Maximal Extension Chain of Halfgroupoids

Question

A book I am reading gives the following definitions:

A collection $\{L_i:i=0,1,2,...\}$ of halfgroupoids $L_i$ is called an extension chain if $L_{i+1}$ is an extension of $L_i$ for each $i$. If $G$ is a subhalfgroupoid of the halfgroupoid $H$, the maximal extension chain of $G$ in $H$ is defined as follows: $G_0 = G$ and, for each nonnegative integer $i$, (a) $G_i$ is a subhalfgroupoid of $H$; (b) $G_{i+1}$ is an extension of $G_i$; (c) if $x, y \in G_i$ and if $xy=z$ in $H$, then $xy=z$ in $G_{i+1}$. The halfgroupoid $K=\bigcup_{i=0}^\infty G_i$ may be characterized as follows: (i) G is a subhalfgroupoid of K; (ii) K is a closed subhalfgroupoid of H; (iii) if $G$ is a subhalfgroupoid of the closed subhalfgroupoid $L$ of $H$, then $K$ is a subhalfgroupoid of $L$. We call $K$ the subhalfgroupoid of $H$ generated by G. In particular, $G$ generates $H$ if $K=H$.

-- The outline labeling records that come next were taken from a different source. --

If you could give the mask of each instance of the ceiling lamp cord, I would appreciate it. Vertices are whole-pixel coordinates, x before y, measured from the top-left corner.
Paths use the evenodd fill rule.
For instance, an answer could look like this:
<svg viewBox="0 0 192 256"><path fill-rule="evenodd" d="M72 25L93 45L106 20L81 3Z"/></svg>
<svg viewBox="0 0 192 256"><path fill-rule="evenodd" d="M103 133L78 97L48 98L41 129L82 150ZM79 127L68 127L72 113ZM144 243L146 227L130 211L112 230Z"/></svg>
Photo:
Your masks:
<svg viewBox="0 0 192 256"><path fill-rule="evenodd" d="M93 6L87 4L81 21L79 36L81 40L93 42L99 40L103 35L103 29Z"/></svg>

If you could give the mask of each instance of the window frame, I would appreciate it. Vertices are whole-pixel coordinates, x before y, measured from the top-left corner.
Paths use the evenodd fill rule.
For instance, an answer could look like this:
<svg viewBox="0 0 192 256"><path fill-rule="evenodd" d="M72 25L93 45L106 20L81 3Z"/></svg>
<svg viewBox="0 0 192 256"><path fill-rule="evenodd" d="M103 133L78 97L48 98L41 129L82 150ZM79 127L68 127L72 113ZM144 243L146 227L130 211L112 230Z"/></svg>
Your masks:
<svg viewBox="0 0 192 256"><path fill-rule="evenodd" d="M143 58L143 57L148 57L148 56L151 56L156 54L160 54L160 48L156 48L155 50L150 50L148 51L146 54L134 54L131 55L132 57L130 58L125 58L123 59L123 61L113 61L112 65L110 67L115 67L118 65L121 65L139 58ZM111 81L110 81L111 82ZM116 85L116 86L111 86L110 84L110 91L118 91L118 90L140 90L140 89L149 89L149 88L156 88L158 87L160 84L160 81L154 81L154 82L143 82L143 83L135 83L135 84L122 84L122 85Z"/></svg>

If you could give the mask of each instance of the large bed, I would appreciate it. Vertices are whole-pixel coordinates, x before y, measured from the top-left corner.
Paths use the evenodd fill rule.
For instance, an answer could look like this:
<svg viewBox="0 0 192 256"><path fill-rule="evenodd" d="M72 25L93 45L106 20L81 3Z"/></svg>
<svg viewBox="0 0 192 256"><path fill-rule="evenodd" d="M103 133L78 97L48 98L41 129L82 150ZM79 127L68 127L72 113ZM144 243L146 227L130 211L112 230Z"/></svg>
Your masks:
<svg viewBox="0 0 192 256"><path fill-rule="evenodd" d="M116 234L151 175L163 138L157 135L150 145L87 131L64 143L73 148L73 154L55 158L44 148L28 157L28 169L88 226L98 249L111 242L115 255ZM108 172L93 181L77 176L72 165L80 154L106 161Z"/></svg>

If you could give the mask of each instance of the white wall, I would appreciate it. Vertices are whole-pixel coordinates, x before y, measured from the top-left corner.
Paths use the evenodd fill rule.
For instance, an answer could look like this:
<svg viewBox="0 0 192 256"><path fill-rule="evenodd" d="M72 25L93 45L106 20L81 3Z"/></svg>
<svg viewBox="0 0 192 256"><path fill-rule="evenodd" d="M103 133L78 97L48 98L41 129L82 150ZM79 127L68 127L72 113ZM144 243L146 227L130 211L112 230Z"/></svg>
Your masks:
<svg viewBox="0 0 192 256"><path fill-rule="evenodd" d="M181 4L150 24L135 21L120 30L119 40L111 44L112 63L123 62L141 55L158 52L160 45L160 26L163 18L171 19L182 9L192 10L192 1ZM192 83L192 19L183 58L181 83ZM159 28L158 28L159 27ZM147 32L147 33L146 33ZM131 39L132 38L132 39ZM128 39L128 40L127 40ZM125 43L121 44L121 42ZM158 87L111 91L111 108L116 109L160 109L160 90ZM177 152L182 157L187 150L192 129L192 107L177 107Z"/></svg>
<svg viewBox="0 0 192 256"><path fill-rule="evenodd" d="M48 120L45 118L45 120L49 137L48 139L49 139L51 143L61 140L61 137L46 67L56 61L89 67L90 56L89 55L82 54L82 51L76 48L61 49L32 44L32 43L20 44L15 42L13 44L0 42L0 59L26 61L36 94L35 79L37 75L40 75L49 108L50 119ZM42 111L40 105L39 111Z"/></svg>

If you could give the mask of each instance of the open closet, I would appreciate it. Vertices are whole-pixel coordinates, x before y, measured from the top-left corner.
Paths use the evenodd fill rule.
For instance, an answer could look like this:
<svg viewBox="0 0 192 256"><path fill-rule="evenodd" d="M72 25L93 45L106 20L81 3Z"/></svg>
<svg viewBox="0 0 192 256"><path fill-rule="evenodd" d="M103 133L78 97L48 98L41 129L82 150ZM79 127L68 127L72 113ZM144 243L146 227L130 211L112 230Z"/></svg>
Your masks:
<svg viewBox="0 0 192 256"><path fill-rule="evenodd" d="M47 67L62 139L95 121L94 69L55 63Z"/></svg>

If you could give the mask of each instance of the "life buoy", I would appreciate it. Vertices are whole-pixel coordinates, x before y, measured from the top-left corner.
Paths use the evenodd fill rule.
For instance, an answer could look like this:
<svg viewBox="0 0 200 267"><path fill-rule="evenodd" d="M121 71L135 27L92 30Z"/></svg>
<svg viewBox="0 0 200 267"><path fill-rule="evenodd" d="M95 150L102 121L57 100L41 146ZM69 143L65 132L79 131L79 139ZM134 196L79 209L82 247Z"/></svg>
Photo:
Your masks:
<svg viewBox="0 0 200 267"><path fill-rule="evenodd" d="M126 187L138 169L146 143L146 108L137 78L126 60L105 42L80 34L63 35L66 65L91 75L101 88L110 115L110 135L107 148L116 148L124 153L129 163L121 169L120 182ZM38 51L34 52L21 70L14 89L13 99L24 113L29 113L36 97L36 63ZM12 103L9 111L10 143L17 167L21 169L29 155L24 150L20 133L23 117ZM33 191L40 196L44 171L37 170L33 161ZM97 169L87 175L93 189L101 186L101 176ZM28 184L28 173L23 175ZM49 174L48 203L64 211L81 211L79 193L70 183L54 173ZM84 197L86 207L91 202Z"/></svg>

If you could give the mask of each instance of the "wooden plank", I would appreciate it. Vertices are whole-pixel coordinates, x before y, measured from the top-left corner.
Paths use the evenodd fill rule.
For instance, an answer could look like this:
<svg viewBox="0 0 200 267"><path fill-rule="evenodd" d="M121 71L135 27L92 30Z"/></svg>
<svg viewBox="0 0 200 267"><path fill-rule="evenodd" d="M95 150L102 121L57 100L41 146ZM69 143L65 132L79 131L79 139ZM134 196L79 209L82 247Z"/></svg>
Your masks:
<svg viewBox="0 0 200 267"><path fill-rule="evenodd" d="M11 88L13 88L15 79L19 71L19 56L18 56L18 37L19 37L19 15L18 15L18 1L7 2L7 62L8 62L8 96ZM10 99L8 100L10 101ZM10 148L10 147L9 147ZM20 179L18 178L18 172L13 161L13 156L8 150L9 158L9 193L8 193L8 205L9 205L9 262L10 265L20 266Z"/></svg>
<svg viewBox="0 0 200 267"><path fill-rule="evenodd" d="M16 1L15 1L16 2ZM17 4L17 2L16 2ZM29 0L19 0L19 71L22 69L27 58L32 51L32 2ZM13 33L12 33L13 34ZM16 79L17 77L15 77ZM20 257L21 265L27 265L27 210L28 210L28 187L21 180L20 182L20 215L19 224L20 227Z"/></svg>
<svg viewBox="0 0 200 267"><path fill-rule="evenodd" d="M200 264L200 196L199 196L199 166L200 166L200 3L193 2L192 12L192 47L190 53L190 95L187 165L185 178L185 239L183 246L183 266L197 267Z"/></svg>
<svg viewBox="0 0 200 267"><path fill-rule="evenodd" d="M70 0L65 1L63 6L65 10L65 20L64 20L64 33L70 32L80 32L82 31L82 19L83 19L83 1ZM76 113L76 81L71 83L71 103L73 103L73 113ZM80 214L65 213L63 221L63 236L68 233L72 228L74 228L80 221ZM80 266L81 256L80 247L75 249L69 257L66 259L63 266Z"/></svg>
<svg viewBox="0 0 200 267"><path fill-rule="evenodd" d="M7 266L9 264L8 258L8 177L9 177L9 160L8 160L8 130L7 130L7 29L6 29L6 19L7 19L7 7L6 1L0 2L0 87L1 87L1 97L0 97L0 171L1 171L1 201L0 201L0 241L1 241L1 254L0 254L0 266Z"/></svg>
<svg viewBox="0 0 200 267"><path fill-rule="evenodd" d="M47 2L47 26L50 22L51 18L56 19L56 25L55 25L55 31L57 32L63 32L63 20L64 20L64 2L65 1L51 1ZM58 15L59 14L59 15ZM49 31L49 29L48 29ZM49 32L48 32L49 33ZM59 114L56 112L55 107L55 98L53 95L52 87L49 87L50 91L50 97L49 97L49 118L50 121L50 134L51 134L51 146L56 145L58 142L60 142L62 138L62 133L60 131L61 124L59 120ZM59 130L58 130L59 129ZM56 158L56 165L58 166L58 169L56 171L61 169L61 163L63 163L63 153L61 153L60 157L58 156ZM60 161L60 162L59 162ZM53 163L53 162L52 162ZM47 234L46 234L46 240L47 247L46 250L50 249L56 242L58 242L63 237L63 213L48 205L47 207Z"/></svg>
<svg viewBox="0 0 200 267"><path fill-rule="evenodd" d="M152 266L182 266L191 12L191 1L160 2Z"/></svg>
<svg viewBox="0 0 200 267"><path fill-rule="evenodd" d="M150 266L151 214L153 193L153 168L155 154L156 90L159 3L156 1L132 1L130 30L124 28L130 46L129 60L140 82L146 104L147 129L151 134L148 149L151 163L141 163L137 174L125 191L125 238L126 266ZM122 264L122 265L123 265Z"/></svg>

I am confused about (iii) of the chacterizing properties of $K$. If we generate the halfgroupoid $K$ from the maximal extension chain of $G$ in $H$, shouldn't any closed subhalfgroupoid $L$ of $H$ that has $G$ as a subhalfgroupoid be itself a subhalfgroupoid of $K$, rather than the other way around?

Answer 1

My intuition that the maximal extension chain of $G$ in $H$ should result in a 'maximal' subhalfgroupoid $K$ in $H$ is understandable.

The key to my misunderstanding is an accidental omission in the properties of the latter object - it is a 'maximal' subhalfgroupoid in $H$ generated by $G$. The definition of $L$ as closed in $H$, along with the fact that $G$ is a subhalfgroupoid of $L$, essentially generates K as a subhalfgroupoid of $L$. Observe that because $L$ is closed in $H$: $$\{(a,b \in G), \ (c \notin G), \ ((a,b)\alpha_H=c)\} \rightarrow a,b \in L \rightarrow \{(a,b)\alpha_L = c), (c \in L)\}$$

Thus we see that the definition of L 'self-recurses' in the same manner as the chain:

$$\{(c \in L), \ (x \in G \vee L), ((c, x)\alpha_H = d) \} \rightarrow \{ (c,x)\alpha_L = d), (d \in L)\}$$

Therefore the subhalfgroupoid generated by $G$ in $H$, $K$, is a subhalfgroupoid of any closed subhalfgroupoid $L$ of $H$.

tldr: $L$ will generally have $K$ as just one of its many maximally generated subhalfgroupoids.